Red teaming has strong ties to both network vulnerability assessment and penetration testing. Many different groups perform red teaming and use differing terminology, techniques, and processes: commercial security firms, various military units and government agencies, and National Labs. Sandia National Laboratories’ IDART™ defines red teaming to be "authorized, adversary-based assessment for defensive purposes."
Adversary-based means that the activity is centered around what would one or more adversaries do if they were attacking the target. This means taking into account the adversaries’ knowledge, skills, commitment, resources, and culture.
Assessment means one is making a judgement or comparison, of the state of the target with respect to actions by the adversary.
Defensive purposes means helping the system owner make decisions about business, about security, about computer systems, about control systems to reduce the threat to their system.
Red team assessments can be performed throughout the system lifecycle, but often have the highest impact during the design and development phase where cooperative red team assessments cost less, and potential critical vulnerabilities can be uncovered and mitigated more easily. The IDART assessment methodology is a flexible tool that program managers and sponsors use to identify critical vulnerabilities, understand threat, deliver effective and secure components, systems, and plans, and consider alternative strategies and courses of action.
IDART utilizes a multi-disciplinary assessment team to improve the security of critical systems through systematic analysis from an adversary perspective.

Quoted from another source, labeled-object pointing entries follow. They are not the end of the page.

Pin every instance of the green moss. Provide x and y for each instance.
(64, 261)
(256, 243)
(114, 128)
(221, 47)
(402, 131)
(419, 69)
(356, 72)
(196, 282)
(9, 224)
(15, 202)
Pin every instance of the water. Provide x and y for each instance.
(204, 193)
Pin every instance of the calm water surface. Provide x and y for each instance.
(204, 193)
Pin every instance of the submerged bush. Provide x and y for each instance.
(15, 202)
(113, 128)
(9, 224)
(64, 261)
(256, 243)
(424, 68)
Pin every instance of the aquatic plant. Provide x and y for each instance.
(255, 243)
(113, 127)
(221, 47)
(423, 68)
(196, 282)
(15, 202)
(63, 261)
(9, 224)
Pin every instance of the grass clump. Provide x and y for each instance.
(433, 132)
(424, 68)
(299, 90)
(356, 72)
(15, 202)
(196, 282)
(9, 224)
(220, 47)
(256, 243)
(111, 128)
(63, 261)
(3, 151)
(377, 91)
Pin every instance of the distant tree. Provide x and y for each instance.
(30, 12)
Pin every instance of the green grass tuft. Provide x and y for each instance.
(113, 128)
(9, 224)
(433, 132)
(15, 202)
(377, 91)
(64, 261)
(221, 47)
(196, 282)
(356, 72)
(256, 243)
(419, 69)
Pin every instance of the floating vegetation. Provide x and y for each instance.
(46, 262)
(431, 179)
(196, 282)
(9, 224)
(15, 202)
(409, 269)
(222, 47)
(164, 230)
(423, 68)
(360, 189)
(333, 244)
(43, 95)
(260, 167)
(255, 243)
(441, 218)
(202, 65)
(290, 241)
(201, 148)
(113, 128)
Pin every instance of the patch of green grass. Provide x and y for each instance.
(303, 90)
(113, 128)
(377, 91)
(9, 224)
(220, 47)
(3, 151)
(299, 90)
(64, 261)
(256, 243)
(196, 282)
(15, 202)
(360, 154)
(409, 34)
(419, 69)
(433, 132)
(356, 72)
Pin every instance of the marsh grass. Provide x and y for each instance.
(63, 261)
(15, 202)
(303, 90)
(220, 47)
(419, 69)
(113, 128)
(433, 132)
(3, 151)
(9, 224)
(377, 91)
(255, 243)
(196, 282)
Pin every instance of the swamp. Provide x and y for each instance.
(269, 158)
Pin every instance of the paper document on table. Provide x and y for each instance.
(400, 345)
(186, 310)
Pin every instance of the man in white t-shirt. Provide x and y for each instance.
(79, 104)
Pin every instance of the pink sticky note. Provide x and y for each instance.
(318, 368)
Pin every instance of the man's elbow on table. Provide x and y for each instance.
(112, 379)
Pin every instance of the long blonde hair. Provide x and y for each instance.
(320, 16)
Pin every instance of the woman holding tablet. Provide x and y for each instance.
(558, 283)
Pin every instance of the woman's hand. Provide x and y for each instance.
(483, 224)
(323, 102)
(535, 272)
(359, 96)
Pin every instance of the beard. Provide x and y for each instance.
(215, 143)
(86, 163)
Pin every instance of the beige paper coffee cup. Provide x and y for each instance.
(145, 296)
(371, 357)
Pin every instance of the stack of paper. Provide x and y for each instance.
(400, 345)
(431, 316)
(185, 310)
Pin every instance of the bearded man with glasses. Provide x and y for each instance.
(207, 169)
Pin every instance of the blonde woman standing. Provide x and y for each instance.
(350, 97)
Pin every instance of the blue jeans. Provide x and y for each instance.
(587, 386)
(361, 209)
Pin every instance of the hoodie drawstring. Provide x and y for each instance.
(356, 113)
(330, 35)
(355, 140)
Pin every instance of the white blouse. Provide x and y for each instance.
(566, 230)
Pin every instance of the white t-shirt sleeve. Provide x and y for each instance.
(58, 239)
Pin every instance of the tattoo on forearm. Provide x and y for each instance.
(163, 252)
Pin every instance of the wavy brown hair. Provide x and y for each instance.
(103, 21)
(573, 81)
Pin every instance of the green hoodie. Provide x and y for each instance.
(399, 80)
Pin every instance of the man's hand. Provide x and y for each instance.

Sandia retains a wide range of security expertise in a variety of operational contexts that is integrated into IDART assessments to assist in the characterization and analysis of target systems. The IDART methodology, which includes a spectrum of viewpoints and adversary models, is applicable to components, devices, networks, infrastructures, and world-wide enterprises. The IDART Methodology is based on a cycle of data collection, characterization, and analysis supported by system engagements, often requiring more than one iteration to complete.
These focused assessments are performed in partnership with system stakeholders and include such tasks as:
- Identify nightmare consequences,
- Characterize target systems,
- Identify potential vulnerabilities whose exploitation will result in nightmare consequences, and
- Provide prioritized mitigation strategies so owners can make informed choices.
IDART’s red teaming methodology has been applied to a broad range of complex networks, systems, and applications utilizing a repeatable process with measurable and actionable results that can be used to make improvements and evaluate progress.
The IDART approach supports having the red team work cooperatively with system developers, owners, and operators through the entire process to allow for a more in-depth understanding of the system, to save time and resources, and to understand why the system is in its current state to help the red team put the identified risks in context. This approach allows the red team to find as many attack paths as possible and to prioritize attacks on difficulty and consequences.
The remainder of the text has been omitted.